Nos cálculos de técnicos oficiais, o país sairá da pandemia com uma elevação substancial da Dívida Bruta do Governo Geral (DBGG). Se no início do ano as contas indicavam uma dívida equivalente a 75,8% do PIB para o exercício, agora os números batem em 85% do PIB. Sua trajetória para os próximos dez anos também é crescente, embora a taxas mais módicas.
No cenário-base da Instituição Fiscal Independente (IFI), conforme o Relatório de Acompanhamento Fiscal de abril, estima-se para este ano 2,2% de contração do PIB e um déficit primário na casa dos R$ 550 bilhões, equivalente, portanto, a 7,5% do PIB. Resultado que decorre da perda de receitas com a recessão e do aumento das despesas para mitigar os efeitos perversos da pandemia.
A dívida bruta sobe, nesse cenário-base, para 84,5% do PIB neste ano, pressupondo a venda de cerca de 3% do PIB das reservas cambiais. O endividamento público assume uma trajetória ascendente que, se nada mais for feito para interrompê-la, chegará a 100,2% em 2030.
Trata-se de um movimento insustentável que pode e deve ser atenuado com medidas de contenção do gasto obrigatório a partir do próximo ano, quando, espera-se que as ações expansionistas tomadas neste ano para conter os danos colaterais da pandemia, sejam revertidas.
Saber a hora de reverter essas medidas é muito importante para delinear o perfil do endividamento público nos próximos anos. Preservar por um longo tempo as ações expansionistas tomadas no auge da crise financeira global de 2008/2009 foi uma das razões para o descontrole do gasto público durante o governo de Dilma Rousseff.
O risco de se reproduzir aqui a eterna disputa entre desenvolvimentistas e ortodoxos está colocado. O ministro da Economia, Paulo Guedes, argumentou nas discussões sobre o Pró Brasil que foi exatamente com esse intervencionismo que o governo do PT quebrou o país.

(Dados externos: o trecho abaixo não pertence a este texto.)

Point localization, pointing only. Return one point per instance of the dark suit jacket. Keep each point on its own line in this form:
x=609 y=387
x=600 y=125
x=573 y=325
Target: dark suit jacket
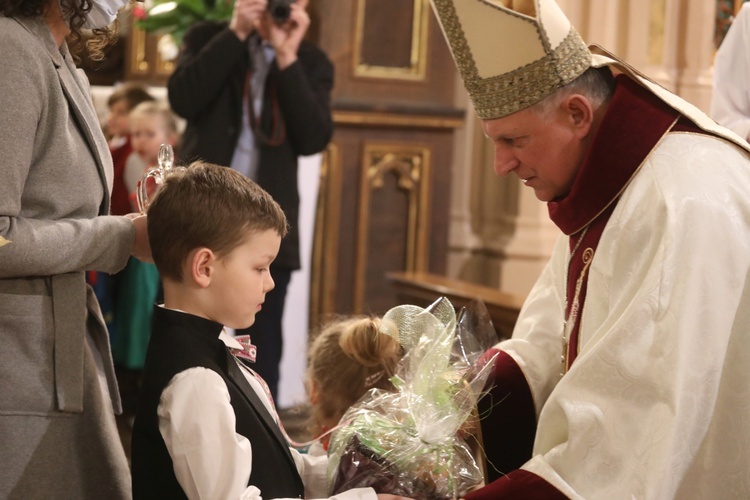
x=206 y=89
x=180 y=341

Ele comparou o Pró Brasil ao PAC (Programa de Aceleração do Crescimento) do governo do PT. Talvez ele esteja mais para um PND, programa de desenvolvimento da era militar.
Interlocutores do ministro disseram que a elaboração do plano foi estimulada por Rogério Marinho, ministro do Desenvolvimento Regional, com a intenção de arrumar mais recursos para a sua pasta. Guedes considerou a atitude de Marinho desleal.
Por mais legítimo e necessário que seja o gasto para mitigar os efeitos do coronavírus na economia e a busca do crescimento, não é prudente descuidar da dívida bruta, principal indicador de solvência do país. Essa é uma história que nunca tem um final feliz.